GPU system requirements (Linux, Windows only)

If you are planning to offload Java™ application processing to a general-purpose graphics processing unit (GPU), a series of hardware and software requirements must be satisfied.

Hardware requirements

  • Support for GPU processing is available on x86-64 systems and IBM® POWER® 8 systems that support NVIDIA Compute Unified Device Architecture (CUDA).
  • GPU adapters must have a minimum compute capability of 3.0. To determine the compute capability of a device, see https://developer.nvidia.com/cuda-gpus. The CUDA toolkit includes the sample programs deviceQuery and deviceQueryDrv that output the compute capability of devices in a system.
Note: If you have more than one GPU installed on your system and you want your application to target a specific GPU, you can use the CUDA environment variable CUDA_VISIBLE_DEVICES to control device visibility.
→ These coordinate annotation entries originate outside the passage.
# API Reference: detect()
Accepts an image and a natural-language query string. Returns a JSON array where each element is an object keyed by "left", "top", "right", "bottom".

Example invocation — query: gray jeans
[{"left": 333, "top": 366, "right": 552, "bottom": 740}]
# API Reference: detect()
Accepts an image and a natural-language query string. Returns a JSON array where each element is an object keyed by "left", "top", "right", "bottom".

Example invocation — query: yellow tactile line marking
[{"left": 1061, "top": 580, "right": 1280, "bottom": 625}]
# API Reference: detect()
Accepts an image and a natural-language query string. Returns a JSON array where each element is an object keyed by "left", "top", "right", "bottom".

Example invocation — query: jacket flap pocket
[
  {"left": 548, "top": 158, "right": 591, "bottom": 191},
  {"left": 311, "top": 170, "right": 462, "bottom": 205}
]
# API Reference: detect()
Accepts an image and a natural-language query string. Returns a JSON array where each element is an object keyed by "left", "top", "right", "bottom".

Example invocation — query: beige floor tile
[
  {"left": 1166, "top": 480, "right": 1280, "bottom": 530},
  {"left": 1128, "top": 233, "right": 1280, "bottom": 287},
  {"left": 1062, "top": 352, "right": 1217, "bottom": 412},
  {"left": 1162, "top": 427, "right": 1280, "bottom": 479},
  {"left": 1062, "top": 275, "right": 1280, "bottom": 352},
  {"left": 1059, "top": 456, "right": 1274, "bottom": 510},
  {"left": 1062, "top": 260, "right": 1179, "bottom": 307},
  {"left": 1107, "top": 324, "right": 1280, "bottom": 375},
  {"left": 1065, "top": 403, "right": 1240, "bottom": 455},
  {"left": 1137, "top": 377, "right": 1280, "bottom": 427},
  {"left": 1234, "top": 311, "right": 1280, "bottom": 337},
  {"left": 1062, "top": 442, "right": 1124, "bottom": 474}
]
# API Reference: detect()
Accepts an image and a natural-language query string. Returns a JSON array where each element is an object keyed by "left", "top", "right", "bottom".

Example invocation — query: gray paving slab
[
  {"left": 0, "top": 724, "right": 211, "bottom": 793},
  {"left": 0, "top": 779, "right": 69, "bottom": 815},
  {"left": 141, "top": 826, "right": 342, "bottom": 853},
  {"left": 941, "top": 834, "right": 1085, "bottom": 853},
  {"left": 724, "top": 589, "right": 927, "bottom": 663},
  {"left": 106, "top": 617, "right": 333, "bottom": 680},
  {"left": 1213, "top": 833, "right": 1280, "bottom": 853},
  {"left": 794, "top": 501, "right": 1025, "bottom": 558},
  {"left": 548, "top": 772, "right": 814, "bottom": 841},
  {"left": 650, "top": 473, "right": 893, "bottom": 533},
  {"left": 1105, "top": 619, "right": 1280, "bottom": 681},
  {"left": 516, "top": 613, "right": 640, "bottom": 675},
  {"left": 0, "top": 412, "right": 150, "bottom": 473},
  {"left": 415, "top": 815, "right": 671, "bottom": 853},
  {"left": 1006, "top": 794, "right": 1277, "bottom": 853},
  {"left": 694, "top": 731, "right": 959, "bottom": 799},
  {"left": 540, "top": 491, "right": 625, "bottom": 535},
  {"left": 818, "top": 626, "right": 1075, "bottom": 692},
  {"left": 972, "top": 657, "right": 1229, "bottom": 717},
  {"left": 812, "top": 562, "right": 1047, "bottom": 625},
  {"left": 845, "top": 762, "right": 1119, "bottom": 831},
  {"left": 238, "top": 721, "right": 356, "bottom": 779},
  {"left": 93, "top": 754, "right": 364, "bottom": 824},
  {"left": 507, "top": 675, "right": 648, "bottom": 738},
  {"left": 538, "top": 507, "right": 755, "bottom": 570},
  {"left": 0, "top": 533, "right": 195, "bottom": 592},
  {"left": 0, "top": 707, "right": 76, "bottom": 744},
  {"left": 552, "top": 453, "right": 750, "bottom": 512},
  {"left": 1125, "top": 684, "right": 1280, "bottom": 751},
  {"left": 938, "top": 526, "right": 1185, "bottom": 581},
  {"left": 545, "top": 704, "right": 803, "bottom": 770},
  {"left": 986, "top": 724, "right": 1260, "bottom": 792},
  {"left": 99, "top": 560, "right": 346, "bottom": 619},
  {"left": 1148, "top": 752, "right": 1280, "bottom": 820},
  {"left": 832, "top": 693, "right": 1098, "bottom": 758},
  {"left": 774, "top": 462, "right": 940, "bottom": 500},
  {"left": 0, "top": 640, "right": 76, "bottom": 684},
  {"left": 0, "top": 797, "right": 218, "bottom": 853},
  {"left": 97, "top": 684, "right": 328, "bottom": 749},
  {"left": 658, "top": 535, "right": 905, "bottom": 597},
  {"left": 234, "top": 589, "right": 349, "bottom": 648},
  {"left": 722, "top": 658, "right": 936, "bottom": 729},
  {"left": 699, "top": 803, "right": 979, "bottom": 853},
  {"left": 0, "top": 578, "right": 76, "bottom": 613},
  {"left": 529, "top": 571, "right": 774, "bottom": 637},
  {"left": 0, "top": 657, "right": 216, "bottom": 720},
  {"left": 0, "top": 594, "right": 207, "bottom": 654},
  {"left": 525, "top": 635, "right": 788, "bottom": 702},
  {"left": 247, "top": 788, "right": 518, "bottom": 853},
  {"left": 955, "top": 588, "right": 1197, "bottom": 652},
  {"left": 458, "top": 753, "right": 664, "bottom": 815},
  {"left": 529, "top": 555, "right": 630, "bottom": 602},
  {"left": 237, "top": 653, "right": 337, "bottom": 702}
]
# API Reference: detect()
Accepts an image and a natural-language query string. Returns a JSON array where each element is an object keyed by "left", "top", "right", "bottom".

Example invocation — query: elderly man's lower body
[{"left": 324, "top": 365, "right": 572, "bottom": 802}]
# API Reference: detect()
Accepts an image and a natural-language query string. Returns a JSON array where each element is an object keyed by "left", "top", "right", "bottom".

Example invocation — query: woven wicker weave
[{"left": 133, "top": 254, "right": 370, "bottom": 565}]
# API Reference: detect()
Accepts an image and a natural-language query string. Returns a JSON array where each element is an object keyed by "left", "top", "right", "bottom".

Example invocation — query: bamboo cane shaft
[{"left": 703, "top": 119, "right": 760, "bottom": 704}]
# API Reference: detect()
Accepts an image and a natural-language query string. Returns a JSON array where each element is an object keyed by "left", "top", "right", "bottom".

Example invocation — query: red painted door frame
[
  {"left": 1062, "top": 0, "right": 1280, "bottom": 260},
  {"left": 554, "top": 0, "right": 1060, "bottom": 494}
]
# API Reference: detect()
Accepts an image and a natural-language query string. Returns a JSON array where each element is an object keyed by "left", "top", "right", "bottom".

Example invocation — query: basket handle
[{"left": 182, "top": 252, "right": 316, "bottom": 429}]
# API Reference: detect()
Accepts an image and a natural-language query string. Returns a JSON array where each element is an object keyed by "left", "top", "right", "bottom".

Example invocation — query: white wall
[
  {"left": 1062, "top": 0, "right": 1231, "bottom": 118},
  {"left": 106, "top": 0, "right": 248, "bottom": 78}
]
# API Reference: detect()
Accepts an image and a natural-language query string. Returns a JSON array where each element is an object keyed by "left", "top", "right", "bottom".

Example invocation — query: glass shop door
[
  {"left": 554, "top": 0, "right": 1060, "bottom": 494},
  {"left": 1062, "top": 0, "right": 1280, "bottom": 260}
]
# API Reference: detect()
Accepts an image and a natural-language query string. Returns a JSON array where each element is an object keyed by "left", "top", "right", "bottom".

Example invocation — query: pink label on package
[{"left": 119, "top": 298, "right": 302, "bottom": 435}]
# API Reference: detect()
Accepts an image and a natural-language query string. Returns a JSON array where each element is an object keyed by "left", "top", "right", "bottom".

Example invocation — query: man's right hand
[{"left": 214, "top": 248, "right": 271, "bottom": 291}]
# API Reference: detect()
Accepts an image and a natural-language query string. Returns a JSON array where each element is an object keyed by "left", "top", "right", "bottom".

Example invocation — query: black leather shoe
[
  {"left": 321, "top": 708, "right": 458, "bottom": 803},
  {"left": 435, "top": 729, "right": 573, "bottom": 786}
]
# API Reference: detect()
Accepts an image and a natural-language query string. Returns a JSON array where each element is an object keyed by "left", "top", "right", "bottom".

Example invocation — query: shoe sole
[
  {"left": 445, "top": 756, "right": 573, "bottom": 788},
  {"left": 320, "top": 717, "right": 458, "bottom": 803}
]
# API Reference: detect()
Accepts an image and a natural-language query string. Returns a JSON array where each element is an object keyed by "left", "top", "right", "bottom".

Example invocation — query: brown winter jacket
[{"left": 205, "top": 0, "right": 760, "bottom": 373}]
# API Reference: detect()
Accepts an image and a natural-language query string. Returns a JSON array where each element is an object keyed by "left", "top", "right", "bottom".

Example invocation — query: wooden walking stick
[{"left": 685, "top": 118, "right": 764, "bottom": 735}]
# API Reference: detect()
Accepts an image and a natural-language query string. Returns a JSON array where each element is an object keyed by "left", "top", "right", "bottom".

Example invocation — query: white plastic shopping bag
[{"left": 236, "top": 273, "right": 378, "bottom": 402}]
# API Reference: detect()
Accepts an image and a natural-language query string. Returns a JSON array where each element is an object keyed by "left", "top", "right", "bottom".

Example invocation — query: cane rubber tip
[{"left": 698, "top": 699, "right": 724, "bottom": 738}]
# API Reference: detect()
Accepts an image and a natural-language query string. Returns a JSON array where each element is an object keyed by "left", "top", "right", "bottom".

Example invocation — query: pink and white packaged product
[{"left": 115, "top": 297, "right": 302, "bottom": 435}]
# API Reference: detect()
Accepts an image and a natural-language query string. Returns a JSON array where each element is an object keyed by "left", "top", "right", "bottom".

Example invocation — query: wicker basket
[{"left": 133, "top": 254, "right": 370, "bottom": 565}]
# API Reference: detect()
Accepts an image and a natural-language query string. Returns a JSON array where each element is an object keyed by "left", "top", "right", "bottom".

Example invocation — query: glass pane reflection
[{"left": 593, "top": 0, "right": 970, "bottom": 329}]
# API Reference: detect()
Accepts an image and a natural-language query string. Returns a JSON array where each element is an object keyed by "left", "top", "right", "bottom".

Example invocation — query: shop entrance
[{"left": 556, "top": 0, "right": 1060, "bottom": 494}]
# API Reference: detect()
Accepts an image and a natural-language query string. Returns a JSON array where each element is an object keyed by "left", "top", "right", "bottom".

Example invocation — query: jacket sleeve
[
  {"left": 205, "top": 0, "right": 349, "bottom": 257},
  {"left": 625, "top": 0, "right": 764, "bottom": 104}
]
For more information about this variable, see CUDA environment variables on the NVIDIA website.

Software requirements

Your operating system must be supported by J9 and the CUDA Toolkit:
  • GPU devices require the CUDA Toolkit 7.5, which provides a compiler, math libraries, and tools for debugging and tuning application performance. For a list of supported operating systems, and to download the toolkit, see https://developer.nvidia.com/cuda-toolkit.
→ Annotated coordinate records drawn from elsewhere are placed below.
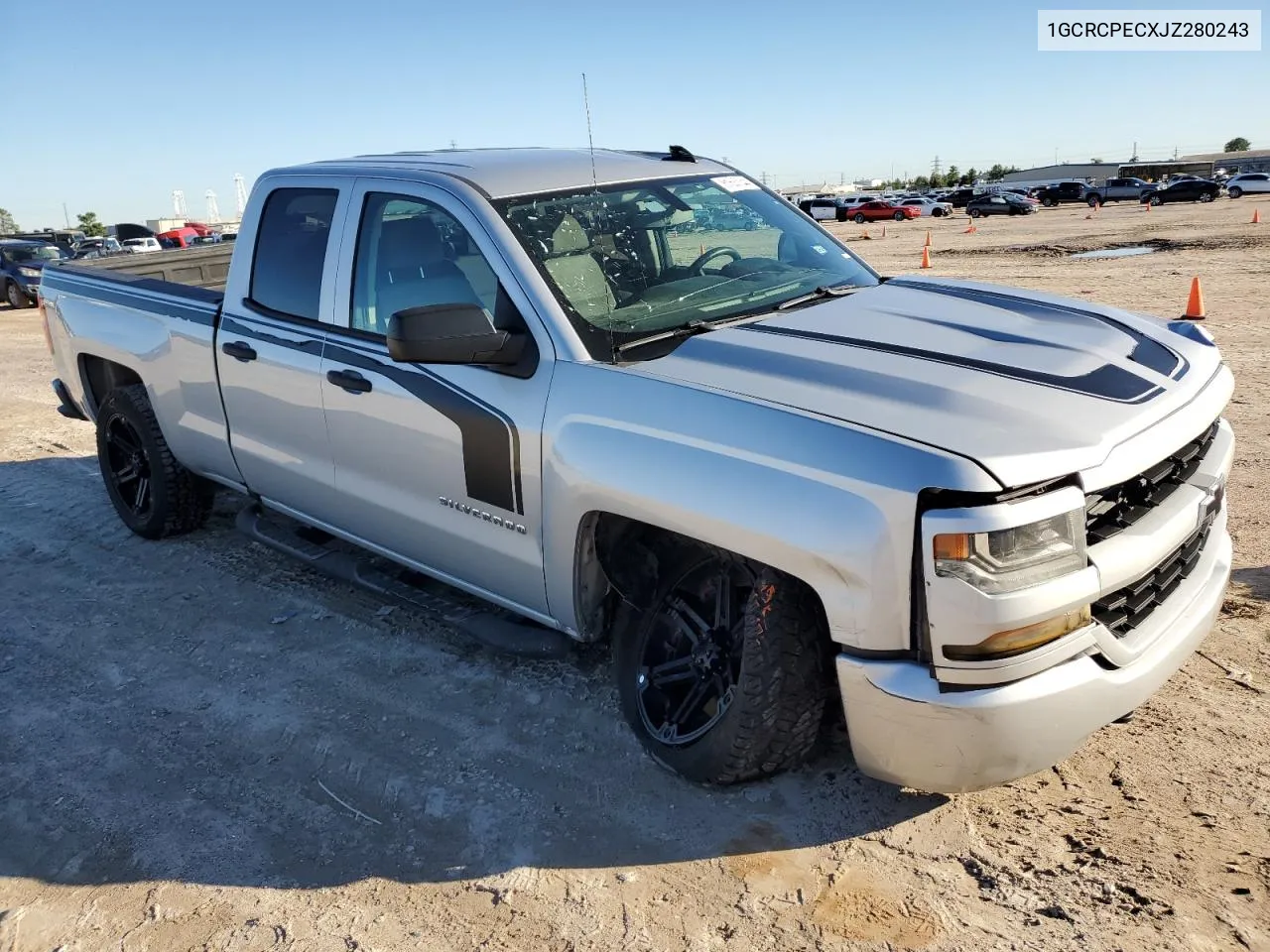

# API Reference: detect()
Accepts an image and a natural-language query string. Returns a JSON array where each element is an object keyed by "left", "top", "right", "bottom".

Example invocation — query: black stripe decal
[
  {"left": 325, "top": 340, "right": 525, "bottom": 516},
  {"left": 888, "top": 278, "right": 1190, "bottom": 380},
  {"left": 736, "top": 323, "right": 1161, "bottom": 404}
]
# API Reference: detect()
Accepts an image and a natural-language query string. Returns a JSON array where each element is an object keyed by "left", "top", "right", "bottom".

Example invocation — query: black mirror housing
[{"left": 387, "top": 302, "right": 526, "bottom": 364}]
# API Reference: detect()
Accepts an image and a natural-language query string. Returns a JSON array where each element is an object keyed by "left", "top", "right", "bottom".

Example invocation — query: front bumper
[{"left": 837, "top": 512, "right": 1232, "bottom": 793}]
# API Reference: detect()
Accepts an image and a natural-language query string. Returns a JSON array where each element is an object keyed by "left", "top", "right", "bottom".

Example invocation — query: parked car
[
  {"left": 965, "top": 191, "right": 1036, "bottom": 218},
  {"left": 119, "top": 239, "right": 163, "bottom": 255},
  {"left": 851, "top": 198, "right": 922, "bottom": 225},
  {"left": 944, "top": 187, "right": 974, "bottom": 208},
  {"left": 798, "top": 198, "right": 838, "bottom": 221},
  {"left": 1036, "top": 181, "right": 1092, "bottom": 208},
  {"left": 1140, "top": 178, "right": 1221, "bottom": 204},
  {"left": 1225, "top": 172, "right": 1270, "bottom": 198},
  {"left": 41, "top": 147, "right": 1234, "bottom": 792},
  {"left": 899, "top": 198, "right": 952, "bottom": 218},
  {"left": 0, "top": 239, "right": 64, "bottom": 308},
  {"left": 1084, "top": 178, "right": 1160, "bottom": 205}
]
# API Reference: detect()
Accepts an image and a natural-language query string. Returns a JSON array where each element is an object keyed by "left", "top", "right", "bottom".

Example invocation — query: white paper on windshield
[{"left": 710, "top": 176, "right": 758, "bottom": 191}]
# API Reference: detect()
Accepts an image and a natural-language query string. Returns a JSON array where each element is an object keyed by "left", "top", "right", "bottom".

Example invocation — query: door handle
[
  {"left": 221, "top": 340, "right": 255, "bottom": 363},
  {"left": 326, "top": 371, "right": 371, "bottom": 394}
]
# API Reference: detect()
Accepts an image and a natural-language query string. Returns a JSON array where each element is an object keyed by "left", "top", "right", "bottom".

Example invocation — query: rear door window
[{"left": 248, "top": 187, "right": 339, "bottom": 321}]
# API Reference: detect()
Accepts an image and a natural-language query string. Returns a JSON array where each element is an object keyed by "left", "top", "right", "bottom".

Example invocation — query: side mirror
[{"left": 387, "top": 303, "right": 525, "bottom": 364}]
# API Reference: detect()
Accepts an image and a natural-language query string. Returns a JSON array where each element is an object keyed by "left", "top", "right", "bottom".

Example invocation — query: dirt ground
[{"left": 0, "top": 199, "right": 1270, "bottom": 952}]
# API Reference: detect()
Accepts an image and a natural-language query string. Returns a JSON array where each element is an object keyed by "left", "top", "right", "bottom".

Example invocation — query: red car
[{"left": 851, "top": 200, "right": 922, "bottom": 225}]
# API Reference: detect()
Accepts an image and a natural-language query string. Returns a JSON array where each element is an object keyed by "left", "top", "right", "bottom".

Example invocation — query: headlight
[{"left": 935, "top": 509, "right": 1087, "bottom": 595}]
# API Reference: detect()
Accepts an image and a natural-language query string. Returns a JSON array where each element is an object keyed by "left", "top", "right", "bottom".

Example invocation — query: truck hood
[{"left": 632, "top": 277, "right": 1220, "bottom": 488}]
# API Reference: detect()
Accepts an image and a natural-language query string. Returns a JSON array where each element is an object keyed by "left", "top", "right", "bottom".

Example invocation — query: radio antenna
[{"left": 581, "top": 72, "right": 599, "bottom": 189}]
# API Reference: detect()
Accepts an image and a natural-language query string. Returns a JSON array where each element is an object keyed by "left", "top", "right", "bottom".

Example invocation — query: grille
[
  {"left": 1091, "top": 520, "right": 1212, "bottom": 639},
  {"left": 1084, "top": 421, "right": 1216, "bottom": 545}
]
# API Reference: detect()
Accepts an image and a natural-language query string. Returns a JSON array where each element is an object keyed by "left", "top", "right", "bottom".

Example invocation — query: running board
[{"left": 235, "top": 503, "right": 574, "bottom": 657}]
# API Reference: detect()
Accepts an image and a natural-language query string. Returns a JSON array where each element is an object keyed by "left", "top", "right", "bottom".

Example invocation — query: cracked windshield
[{"left": 504, "top": 176, "right": 876, "bottom": 340}]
Just-In-Time Compiler (JIT) based GPU support requires the NVIDIA Virtual Machine (NVVM) library, and the NVIDIA Management Library (NVML). NVVM is part of the CUDA Toolkit, and the runtime version of NVML is packaged with NVIDIA display drivers. You can download the latest GPU drivers from NVIDIA Driver Downloads.

You must include a path to the CUDA run time in the appropriate environment variable:
  • Linux®: LD_LIBRARY_PATH
  • Windows: PATH
For JIT-based GPU support, this variable must also include paths to the NVVM and NVML libraries. For information about setting this variable, see Enabling application processing on a graphics processing unit (Linux, Windows only).